Making its world premiere this Friday night at the Tribeca Film Festival, and coming to theaters, VOD and digital platforms August 27, No Man of God takes a different look at notorious serial killer Ted Bundy. Directed by Amber Sealey, it’s based on transcripts of actual conversations between FBI agent Bill Hagmaier, one of the Bureau’s first criminal profilers, and the incarcerated Bundy between 1984-1989. The more Hagmaier (Elijah Wood) speaks to Bundy (Luke Kirby), the more complicated their relationship becomes. As the two become closer, No Man of God raises the provocative and troubling question: is it possible to see a monster as a human being?

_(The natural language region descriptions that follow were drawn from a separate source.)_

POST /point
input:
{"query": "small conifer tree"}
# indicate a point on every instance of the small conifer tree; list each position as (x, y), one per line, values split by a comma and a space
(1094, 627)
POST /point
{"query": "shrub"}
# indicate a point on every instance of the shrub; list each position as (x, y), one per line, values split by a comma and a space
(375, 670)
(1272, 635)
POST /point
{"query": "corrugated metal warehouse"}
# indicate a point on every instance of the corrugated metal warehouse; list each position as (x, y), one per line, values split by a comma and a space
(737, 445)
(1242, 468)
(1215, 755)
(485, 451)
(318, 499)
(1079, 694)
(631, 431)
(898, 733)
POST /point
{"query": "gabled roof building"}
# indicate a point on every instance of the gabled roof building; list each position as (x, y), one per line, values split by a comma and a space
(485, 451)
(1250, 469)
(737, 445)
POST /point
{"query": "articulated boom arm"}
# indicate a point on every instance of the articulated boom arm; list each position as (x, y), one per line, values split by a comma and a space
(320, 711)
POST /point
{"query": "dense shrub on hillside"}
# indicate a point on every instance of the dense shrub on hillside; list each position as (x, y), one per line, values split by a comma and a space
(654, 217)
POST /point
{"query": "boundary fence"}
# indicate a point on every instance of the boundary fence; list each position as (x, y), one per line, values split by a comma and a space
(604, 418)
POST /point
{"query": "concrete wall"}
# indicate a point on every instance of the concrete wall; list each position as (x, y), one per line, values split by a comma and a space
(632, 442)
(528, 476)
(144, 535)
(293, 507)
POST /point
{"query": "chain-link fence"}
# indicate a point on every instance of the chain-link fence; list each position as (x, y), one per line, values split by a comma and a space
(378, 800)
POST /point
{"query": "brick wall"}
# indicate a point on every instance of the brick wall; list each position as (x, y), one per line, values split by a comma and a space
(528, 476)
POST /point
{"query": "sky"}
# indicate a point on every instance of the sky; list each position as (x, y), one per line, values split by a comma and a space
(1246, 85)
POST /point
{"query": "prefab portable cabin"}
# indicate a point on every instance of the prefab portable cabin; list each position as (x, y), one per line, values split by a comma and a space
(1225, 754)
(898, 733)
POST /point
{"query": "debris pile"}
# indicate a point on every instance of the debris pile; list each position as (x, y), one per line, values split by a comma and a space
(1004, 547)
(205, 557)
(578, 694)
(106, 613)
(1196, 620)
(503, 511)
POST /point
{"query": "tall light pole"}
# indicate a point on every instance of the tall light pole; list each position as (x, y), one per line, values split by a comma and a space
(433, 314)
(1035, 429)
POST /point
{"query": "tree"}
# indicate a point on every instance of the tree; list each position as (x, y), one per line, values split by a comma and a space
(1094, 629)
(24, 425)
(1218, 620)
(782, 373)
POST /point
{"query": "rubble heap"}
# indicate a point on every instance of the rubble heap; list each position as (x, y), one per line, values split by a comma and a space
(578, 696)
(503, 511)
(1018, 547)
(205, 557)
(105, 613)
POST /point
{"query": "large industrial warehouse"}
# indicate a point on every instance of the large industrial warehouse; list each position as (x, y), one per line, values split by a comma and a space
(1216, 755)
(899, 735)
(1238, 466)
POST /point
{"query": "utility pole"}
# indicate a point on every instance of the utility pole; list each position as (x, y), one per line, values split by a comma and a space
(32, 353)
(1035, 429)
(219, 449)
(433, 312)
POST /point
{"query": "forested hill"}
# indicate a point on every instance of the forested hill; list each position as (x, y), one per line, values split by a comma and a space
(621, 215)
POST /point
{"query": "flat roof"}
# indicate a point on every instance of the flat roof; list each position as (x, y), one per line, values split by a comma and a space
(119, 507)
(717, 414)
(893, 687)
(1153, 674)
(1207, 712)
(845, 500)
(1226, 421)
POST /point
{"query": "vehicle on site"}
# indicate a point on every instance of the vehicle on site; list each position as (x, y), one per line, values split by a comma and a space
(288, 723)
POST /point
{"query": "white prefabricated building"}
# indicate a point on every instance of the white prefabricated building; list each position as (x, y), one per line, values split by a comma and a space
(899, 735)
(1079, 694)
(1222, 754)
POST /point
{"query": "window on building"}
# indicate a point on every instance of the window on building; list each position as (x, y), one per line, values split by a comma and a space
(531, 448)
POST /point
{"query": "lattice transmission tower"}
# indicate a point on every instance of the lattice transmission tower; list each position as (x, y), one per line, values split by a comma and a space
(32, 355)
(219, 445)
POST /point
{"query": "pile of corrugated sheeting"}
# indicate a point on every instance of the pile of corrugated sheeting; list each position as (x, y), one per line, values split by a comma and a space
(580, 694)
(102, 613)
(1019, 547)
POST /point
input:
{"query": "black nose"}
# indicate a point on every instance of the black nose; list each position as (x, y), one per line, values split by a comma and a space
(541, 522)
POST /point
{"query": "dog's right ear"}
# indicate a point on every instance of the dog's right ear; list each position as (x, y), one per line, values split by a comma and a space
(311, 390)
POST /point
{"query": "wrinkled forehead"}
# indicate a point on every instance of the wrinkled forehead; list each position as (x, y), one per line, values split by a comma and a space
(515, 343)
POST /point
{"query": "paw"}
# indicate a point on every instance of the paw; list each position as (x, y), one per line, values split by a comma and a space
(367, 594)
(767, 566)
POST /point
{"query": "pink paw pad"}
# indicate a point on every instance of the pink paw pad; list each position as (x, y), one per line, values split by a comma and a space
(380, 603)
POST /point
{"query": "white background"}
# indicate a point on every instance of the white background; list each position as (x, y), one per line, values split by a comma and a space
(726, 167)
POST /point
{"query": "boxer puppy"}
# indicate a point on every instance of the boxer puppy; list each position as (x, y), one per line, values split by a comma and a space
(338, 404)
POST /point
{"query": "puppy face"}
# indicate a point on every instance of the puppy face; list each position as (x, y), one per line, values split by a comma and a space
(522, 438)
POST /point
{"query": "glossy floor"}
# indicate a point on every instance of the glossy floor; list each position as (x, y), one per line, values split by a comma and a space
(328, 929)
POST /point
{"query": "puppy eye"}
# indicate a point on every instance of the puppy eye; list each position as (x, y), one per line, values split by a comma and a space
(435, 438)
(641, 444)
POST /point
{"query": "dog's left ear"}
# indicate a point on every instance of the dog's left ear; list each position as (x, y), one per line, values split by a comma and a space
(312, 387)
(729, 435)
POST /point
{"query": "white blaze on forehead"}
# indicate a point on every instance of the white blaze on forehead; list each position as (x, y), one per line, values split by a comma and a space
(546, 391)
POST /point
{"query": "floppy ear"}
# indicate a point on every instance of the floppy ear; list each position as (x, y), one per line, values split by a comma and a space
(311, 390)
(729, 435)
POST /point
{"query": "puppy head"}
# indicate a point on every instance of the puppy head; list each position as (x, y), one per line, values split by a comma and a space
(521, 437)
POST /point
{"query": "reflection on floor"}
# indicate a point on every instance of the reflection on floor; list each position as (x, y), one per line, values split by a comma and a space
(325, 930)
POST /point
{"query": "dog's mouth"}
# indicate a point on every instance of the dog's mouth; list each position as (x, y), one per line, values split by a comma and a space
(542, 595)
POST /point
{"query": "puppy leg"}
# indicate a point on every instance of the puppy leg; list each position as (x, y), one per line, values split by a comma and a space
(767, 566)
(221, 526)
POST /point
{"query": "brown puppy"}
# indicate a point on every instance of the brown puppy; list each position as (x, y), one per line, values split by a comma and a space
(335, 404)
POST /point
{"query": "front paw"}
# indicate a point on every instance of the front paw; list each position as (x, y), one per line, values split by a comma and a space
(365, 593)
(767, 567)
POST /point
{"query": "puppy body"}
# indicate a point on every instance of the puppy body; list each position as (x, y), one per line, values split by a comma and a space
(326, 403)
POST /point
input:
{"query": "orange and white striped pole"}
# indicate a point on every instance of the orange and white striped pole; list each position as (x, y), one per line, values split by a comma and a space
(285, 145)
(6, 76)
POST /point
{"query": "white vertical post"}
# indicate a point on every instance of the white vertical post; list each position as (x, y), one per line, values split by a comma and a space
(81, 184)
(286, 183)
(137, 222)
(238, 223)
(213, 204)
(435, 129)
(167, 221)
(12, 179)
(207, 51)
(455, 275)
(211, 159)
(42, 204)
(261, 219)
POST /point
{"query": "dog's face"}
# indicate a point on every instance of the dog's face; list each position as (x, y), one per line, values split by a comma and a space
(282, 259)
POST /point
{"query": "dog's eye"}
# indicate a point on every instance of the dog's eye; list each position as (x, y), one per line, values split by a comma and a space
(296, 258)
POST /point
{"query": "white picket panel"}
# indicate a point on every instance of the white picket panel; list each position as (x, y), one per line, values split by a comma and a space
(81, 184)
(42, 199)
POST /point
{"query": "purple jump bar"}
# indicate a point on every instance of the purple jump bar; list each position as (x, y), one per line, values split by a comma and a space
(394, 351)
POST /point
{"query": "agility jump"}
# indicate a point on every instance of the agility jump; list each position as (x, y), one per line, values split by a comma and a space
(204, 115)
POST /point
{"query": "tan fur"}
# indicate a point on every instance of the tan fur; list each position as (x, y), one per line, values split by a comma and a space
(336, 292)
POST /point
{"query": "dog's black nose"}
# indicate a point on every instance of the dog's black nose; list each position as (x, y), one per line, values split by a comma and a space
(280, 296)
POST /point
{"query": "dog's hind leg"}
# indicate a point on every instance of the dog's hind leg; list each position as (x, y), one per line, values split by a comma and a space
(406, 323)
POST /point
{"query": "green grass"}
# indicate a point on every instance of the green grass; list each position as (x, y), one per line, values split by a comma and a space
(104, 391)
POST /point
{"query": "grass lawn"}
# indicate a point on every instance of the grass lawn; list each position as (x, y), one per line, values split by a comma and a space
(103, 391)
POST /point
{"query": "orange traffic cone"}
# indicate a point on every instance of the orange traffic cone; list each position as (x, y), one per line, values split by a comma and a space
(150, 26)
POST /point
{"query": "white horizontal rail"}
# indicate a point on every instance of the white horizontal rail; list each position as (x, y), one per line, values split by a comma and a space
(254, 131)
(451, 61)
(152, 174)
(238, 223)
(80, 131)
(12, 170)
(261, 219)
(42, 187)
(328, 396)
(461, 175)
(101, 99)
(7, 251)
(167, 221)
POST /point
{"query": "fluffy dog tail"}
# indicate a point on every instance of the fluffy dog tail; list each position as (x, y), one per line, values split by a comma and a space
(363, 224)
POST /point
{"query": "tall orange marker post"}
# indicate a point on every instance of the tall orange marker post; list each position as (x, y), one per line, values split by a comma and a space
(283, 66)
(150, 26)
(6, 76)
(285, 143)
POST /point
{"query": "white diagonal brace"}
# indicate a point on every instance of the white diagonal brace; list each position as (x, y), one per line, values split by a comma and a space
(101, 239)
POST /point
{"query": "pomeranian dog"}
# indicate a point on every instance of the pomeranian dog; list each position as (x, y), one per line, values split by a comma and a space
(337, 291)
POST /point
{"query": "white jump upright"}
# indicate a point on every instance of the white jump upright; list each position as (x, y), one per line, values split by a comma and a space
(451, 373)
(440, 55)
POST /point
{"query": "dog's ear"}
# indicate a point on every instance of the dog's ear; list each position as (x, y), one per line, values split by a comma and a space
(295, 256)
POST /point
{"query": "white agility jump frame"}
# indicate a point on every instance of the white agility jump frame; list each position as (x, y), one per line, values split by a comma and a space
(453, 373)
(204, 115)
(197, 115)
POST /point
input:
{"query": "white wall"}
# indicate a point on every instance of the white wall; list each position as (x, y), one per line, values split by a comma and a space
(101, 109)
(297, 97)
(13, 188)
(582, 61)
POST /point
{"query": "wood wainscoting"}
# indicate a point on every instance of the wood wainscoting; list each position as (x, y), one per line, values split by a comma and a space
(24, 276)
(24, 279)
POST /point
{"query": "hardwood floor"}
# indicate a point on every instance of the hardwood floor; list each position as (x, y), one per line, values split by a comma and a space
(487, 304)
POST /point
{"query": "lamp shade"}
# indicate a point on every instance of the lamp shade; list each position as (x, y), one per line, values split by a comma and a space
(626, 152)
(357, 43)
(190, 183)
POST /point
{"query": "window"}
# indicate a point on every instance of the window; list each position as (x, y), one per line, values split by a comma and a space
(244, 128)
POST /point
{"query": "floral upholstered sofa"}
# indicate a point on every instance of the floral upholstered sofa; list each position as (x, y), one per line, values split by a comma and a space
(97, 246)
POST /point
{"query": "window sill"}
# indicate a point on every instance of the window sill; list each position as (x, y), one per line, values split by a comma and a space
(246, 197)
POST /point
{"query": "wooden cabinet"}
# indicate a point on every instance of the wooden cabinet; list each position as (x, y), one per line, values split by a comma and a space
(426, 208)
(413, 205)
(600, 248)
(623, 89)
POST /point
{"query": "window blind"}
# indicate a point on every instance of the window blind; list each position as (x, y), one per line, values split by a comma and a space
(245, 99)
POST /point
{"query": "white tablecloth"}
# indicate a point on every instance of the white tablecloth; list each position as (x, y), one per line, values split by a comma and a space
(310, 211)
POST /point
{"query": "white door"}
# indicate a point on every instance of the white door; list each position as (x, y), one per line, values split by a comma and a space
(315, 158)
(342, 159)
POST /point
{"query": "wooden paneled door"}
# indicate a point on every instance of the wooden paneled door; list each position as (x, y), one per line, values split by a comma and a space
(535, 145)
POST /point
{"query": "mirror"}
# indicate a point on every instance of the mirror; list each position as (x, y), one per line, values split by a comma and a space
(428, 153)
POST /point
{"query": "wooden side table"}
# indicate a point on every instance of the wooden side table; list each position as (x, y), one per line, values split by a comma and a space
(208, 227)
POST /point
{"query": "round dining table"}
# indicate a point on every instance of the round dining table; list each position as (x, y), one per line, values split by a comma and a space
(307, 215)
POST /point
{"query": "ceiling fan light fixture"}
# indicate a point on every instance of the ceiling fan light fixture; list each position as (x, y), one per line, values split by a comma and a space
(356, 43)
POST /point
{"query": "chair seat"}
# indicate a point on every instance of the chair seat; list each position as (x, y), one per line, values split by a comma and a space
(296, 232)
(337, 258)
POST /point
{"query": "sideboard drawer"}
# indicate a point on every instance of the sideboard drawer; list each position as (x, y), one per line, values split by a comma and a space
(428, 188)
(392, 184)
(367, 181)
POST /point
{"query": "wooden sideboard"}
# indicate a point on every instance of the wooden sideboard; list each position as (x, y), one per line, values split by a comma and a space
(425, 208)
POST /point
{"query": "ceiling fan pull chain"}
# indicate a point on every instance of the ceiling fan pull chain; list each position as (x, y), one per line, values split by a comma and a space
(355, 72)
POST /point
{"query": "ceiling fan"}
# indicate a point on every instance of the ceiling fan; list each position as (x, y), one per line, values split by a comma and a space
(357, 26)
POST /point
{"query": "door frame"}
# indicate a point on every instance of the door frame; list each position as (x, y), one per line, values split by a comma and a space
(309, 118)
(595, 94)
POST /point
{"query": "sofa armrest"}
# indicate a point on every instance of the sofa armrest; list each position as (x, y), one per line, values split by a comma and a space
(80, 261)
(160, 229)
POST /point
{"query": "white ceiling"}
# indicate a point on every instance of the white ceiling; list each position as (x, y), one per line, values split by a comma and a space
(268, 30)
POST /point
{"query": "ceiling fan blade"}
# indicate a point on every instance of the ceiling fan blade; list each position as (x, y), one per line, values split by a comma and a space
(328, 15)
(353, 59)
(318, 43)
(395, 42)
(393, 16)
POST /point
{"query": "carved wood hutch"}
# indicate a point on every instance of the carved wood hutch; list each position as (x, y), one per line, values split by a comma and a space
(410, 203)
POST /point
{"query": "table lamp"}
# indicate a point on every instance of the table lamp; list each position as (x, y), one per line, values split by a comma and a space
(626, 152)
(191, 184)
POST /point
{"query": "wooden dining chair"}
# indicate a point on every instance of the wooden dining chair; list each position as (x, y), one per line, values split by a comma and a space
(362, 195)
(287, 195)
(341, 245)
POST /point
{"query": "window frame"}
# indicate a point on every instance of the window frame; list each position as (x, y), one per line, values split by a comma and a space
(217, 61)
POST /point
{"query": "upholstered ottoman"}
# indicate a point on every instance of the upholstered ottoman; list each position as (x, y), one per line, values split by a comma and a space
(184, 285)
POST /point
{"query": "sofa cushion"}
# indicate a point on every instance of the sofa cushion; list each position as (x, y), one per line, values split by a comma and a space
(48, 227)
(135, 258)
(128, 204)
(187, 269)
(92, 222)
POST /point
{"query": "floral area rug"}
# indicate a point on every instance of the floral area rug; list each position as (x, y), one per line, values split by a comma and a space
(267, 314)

Out of the many multiple murderers in U.S. history, Bundy has exerted a particular fascination and has been the subject of many previous movie and television productions. Wood, who also produced No Man of God with Daniel Noah, Lisa Whalen and Kim Sherman, explains to FANGORIA during a group interview with Sealey and Kirby why he believes this is the case: “From my perspective, what’s fascinating about Ted, and why he has not stopped capturing people’s imaginations, is that he weirdly, successfully led a double life. He didn’t fit the typical profile of what we consider a psychopathic serial killer to be – he was charismatic, he was involved in local politics and he had a degree of intelligence. That just didn’t fit the model, and that’s why he has continued to intrigue people over time.”
“I agree,” says Sealey, “and I believe it’s also just because he looked like a normal guy. A lot of those serial killers, you would see them and think, ‘Oh, wow, that guy looks very different,’ and Ted just looks like an average Joe, you know?”
“Aw, shucks, thanks!” Kirby responds, to the laughter of his collaborators. “Well, some would say he was very attractive, not average!” Wood says, and Sealey adds, “I’m sorry, I meant he looked like a runway model. That’s why everyone is fascinated with him! Luke, of course, is much better-looking than Bundy, so we really had to make him up to look more normal.”
There’s a clear and easy camaraderie between the trio, who were of the same mind that they didn’t want to make a typical serial killer thriller or drama. “What truly attracted me to the project, honestly, was the story of Bill Hagmaier,” Wood reveals. “I wouldn’t call this a Ted Bundy film, specifically; it’s about this strange sort of relationship that developed between these two people. I wasn’t familiar with that story when I read the script for the first time. I was certainly familiar with Bundy, but not with this particular part of his life, and the impact that both of them had on each other. And also, none of us were interested in making a film that glorified Bundy as this sort of charismatic rock star serial killer. Rather, we wanted to present him as a human being – a deeply, deeply flawed and troubled human being. That’s what this relationship reveals.”
“I agree with that,” says Kirby, who admits that the idea of slipping into Bundy’s skin initially gave him plenty of pause. “I have never had the experience of being able to express so much reluctance toward getting involved in something as I had with this, and Amber was there to hear me. She and I, over the course of an afternoon, were able to engage in a difficult conversation about how to go about telling a story that had so much potential for participating in a kind of ugliness that we weren’t interested in. By the end of that conversation, I felt so compelled by Amber; I looked to her as an authority for that, moving forward into it. She had a perspective on it that removed a lot of my prejudice about the potential to… muck it up [laughs].”
Sealey notes that she herself is not a fan of the serial killer genre, and believes that gave her an advantage in dealing with this material. “There are some directors who love this kind of film, or are very interested in the concept of serial killers, and because I wasn’t, I felt like I had an outsider’s perspective. I liked that if I could sort of step outside myself, in a sense, and look at it in a meta way, I thought, 'Oh, it’s kind of interesting to have a director on this movie who’s more interested in the personal relationship.' The other movies I had directed were more female-centric, and I thought it was an interesting take, to have a director who you wouldn’t naturally assume would make a Bundy movie apply that different perspective. I liked that I wasn’t a natural fit for this."
“And also," she continues, "to echo what Elijah said, we all agreed that this is not in fact a Bundy story; it’s more about Bill. I believe we’re showing Bundy in a way that other films have not; we’re showing the real person, we’re not glorifying him. It’s more about how these two people had to sort of perform for each other, and while they were performing, they also forged a bond. That was what intrigued me: how does someone who is such a good person, a moral person like Bill, sit so close to someone who is the antithesis of that, and how does that affect him or change him? Does it or does it not? Those were the questions I was trying to ask.”